If I simply replace only the text, it switches the font to Times New Roman. If I try forcing it by using a FontAbsorber to find the font in the document, it replaces the text with blue boxes.

Am I doing something wrong or are there issues with embedded fonts?

Using the latest Aspose.Pdf package for .Net, this is a .Net6 project.

This is my class:

using Aspose.Pdf;
using Aspose.Pdf.Text;

namespace PDFTest
{
    internal class AsposeTest
    {
        private static Dictionary<string, string> details1 = new Dictionary<string, string>()
        {
            { "{{CONSUMER}}", "Joe Bloggs" },
            { "{{TEACHER}}", "Jane Doe"},
            { "{{DATE}}", DateTime.Now.ToString() }
        };

        public static void Main()
        {
            SetLicense();

            var inputFolder = @"C:\PDFTest\Original PDFs";
            var outputFolder = @"C:\PDFTest\Output PDFs";

            foreach (var fileInfo in new DirectoryInfo(inputFolder).GetFiles())
            {
                // Open document
                Document pdfDocument = new Document(fileInfo.FullName);

                foreach (var detail in details1)
                {
                    // Create TextAbsorber object to find all instances of the input search phrase
                    TextFragmentAbsorber textFragmentAbsorber = new TextFragmentAbsorber(detail.Key);

                    // Accept the absorber for all the pages
                    pdfDocument.Pages.Accept(textFragmentAbsorber);

                    // Get the extracted text fragments
                    TextFragmentCollection textFragmentCollection = textFragmentAbsorber.TextFragments;

                    // Loop through the fragments
                    foreach (TextFragment textFragment in textFragmentCollection)
                    {
                        var fontName = textFragment.TextState.Font.FontName;
                        var tempFontSize = textFragment.TextState.FontSize;
                        var tempForegroundColour = textFragment.TextState.ForegroundColor;
                        var tempBackgroundColour = textFragment.TextState.BackgroundColor;
                        var textState = textFragment.TextState;
                        // Update text and other properties

                        var fontabsorber = new FontAbsorber();
                        fontabsorber.Visit(pdfDocument);

                        //***Test 1, by itself, replaces text with system default Times New Roman
                        textFragment.Text = detail.Value;

                        //***Test 2, replaces the text with boxes.
                        textFragment.TextState.Font = fontabsorber.Fonts.First(x => x.FontName == fontName);
                        textFragment.TextState.FontSize = tempFontSize;
                        if (tempForegroundColour != null) textFragment.TextState.ForegroundColor = tempForegroundColour;
                        if (tempBackgroundColour != null) textFragment.TextState.BackgroundColor = tempBackgroundColour;
                    }
                }

                // Save resulting PDF document.
                pdfDocument.Save(Path.Combine(outputFolder, fileInfo.Name));
            }

        }

        public static void SetLicense()
        {
            // Initialize license object
            Aspose.Pdf.License license = new Aspose.Pdf.License();
            try
            {
                // Set license
                license.SetLicense("Aspose.Pdf.NET.lic");
            }
            catch (Exception)
            {
                // something went wrong
                throw;
            }
            Console.WriteLine("License set successfully.");
        }
    }
}

Thanks,

Mike

@mike.johnson,

It does not matter if the font is embedded or not. You need to have the font installed in the machine running your code.

Hi,

Thanks for the reply.

Is that an actual limitation with PDFs? It seems odd considering that I’m pretty sure I can view the correctly formatted text in a PDF without the font being embedded, so what’s the point of embedding a font if it can’t be re-used?
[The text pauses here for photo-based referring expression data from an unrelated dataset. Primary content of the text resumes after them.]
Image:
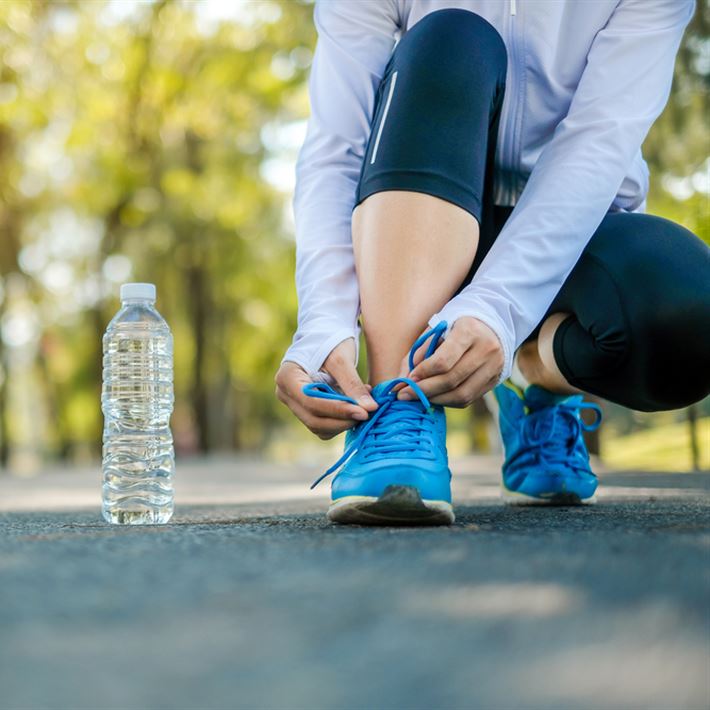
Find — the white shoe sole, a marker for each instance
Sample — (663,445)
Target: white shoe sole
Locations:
(556,499)
(398,505)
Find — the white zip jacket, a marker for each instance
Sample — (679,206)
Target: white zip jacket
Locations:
(586,79)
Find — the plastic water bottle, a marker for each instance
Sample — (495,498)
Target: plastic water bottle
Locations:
(137,401)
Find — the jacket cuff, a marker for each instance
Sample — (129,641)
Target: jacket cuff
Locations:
(310,350)
(453,311)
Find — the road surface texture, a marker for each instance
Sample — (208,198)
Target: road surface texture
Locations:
(249,599)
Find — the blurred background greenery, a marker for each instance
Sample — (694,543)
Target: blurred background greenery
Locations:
(155,141)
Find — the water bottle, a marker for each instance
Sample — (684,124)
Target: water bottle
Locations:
(137,401)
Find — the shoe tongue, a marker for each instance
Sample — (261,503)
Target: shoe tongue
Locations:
(378,390)
(537,397)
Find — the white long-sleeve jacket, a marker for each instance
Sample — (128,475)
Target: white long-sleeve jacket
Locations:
(586,79)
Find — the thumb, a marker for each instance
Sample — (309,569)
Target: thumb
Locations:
(348,378)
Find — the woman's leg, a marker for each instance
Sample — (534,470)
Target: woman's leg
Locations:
(394,254)
(426,179)
(632,322)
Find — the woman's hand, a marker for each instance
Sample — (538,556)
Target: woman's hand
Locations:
(327,418)
(463,368)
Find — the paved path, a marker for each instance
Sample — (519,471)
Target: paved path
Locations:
(250,600)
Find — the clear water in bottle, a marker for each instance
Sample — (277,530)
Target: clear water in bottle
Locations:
(137,401)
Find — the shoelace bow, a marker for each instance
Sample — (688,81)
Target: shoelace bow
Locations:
(396,426)
(552,433)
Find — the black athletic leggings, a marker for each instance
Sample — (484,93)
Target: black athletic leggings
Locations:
(639,296)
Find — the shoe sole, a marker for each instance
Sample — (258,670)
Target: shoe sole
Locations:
(556,499)
(398,505)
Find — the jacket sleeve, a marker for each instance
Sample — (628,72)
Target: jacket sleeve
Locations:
(355,41)
(623,89)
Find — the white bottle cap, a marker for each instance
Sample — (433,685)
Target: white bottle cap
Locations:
(139,292)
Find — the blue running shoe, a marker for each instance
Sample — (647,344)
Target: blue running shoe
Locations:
(546,461)
(394,470)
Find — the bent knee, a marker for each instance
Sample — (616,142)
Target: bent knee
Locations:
(458,45)
(676,341)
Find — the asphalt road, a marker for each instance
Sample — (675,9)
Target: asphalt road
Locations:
(249,599)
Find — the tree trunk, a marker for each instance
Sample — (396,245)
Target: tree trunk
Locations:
(199,314)
(693,433)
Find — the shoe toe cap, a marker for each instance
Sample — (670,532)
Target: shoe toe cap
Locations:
(432,483)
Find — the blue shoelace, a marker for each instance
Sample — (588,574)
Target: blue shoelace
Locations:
(396,427)
(552,434)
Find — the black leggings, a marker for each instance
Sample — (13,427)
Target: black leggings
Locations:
(639,296)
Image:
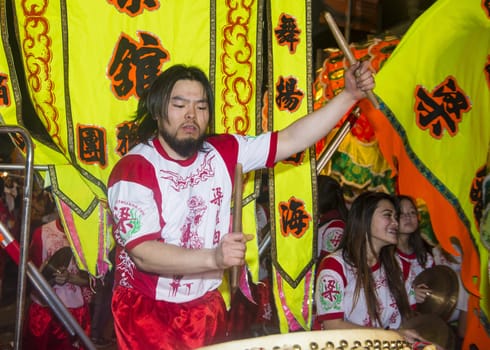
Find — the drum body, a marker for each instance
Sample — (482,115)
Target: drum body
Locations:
(318,340)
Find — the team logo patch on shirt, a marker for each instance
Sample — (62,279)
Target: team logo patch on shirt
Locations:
(331,297)
(128,221)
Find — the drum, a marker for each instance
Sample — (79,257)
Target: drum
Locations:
(361,338)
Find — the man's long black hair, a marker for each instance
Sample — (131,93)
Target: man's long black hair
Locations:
(153,104)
If it is the case and that can’t be changed due to a limitation with PDFs, then that’s going to mess up my idea. I’m investigating how we might be able to allow customers to upload a PDF that will be an educational certificate, with text markers for teacher name, student name, date etc. The hope was that they can supply the pdf fully formed (less work for us) and we’ll just swap the text out, keeping all formatting. It’s going to be a shame if they can’t use fancy fonts of their own, and we’re hardly going to allow them to upload any to the system.

I might as well promote a bit of healthy competition as well. I’ve tested, found the same problem and asked the same question with IronPDF. Their response was basically “we know what the problem is, but it’s complicated. Hoping to fix it by end of Q3”.

@mike.johnson,

The point of embedding a font is for viewing purposes. But whenever you edit the document, you will have issues if the font is not preset. This cannot be solved because it was designed that way. You need to understand that every font has a usage agreement(licensing), and for some of them, you have to pay to even embed them on documents, and even more to distribute them for edition.

I hope that clarifies why it works that way.

Basically, fonts are not always free, and some of them are only free in the same cases. So in order to avoid legal issues, it leaves to the server(machine ) owner to deal with which font he installs, since it will be his responsibility to accept the terms of the fonts installed.

1 Like

Aha! Ok, that makes sense .I appreciate the clarification - I was totally missing the licencing issue.

Thanks!

1 Like